Having just returned from its seven-week summer break, Congress has until the end of September to pass a budget for the next fiscal year. But no bills have crossed President Barack Obama’s desk yet, so it appears likely that a continuing resolution will usher in FY 2017.
However, Office of Management and Budget Director Shaun Donovan on Thursday said he’s disappointed that Congress has fallen the same budget gridlock as last year, and warned against relying on long-term CRs to fund the federal government.
“I’m disappointed that we are 20 days away from the fiscal year ending and the President hasn’t had a single bill come to his desk,” Donovan said at the Bipartisan Policy Center.

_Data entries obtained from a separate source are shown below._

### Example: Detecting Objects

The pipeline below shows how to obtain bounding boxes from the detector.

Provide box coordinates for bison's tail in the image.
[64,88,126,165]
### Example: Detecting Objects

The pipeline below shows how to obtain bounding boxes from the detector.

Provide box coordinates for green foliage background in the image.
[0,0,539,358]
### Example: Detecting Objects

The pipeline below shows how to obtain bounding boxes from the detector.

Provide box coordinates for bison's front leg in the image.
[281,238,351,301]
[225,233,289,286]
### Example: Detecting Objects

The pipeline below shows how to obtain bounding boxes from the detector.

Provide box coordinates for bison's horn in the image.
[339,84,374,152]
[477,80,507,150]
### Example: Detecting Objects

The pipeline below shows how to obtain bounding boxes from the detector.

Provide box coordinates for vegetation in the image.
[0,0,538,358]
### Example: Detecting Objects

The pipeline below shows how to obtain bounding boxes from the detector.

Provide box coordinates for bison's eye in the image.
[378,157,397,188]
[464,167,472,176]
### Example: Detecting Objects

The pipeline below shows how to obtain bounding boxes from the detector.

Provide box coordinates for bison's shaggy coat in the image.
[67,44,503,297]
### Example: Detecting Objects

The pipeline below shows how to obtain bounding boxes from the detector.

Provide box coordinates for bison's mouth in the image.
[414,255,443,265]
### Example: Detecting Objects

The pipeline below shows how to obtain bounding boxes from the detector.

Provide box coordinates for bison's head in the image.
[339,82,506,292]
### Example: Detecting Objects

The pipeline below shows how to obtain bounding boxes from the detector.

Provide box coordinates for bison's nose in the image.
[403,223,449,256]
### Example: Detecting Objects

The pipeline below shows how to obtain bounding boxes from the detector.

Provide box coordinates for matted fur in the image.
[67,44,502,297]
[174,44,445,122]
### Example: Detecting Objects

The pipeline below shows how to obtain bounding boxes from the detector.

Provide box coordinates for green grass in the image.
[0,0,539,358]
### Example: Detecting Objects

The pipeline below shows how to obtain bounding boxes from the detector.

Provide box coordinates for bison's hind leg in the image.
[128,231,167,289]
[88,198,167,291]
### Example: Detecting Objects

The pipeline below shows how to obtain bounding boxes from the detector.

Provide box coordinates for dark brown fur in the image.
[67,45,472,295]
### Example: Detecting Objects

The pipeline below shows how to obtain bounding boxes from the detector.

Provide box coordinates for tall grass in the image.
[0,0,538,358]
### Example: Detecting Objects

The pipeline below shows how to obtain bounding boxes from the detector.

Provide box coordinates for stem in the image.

Advocating for a metrics-based approach to funding government programs, Donovan said running the federal bureaucracy on “autopilot” through long-term CRs doesn’t give Congress the power to adjust funding to the best-performing programs.
“We’re very concerned to hear some Republicans saying we ought to do a longer-run CR,” Donovan said. “If you really want to run the government based on evidence, the worst thing you can do is put the government on autopilot. A long-term CR, by definition, is saying ‘let’s just take what we did last year and do it again.'”
Congress passed a two-year budget deal that was signed the President in Nov. 2015, but Donovan said the bipartisan momentum from that deal has petered out for fiscal 2017.
“They ought to focus on getting their job done, and there is 20 days to try to at least move the ball forward. Having said that, if it’s not possible to get appropriations done in the next 20 days, they ought to get a very short-term CR done and then come right back after the election and let’s finish the appropriations.”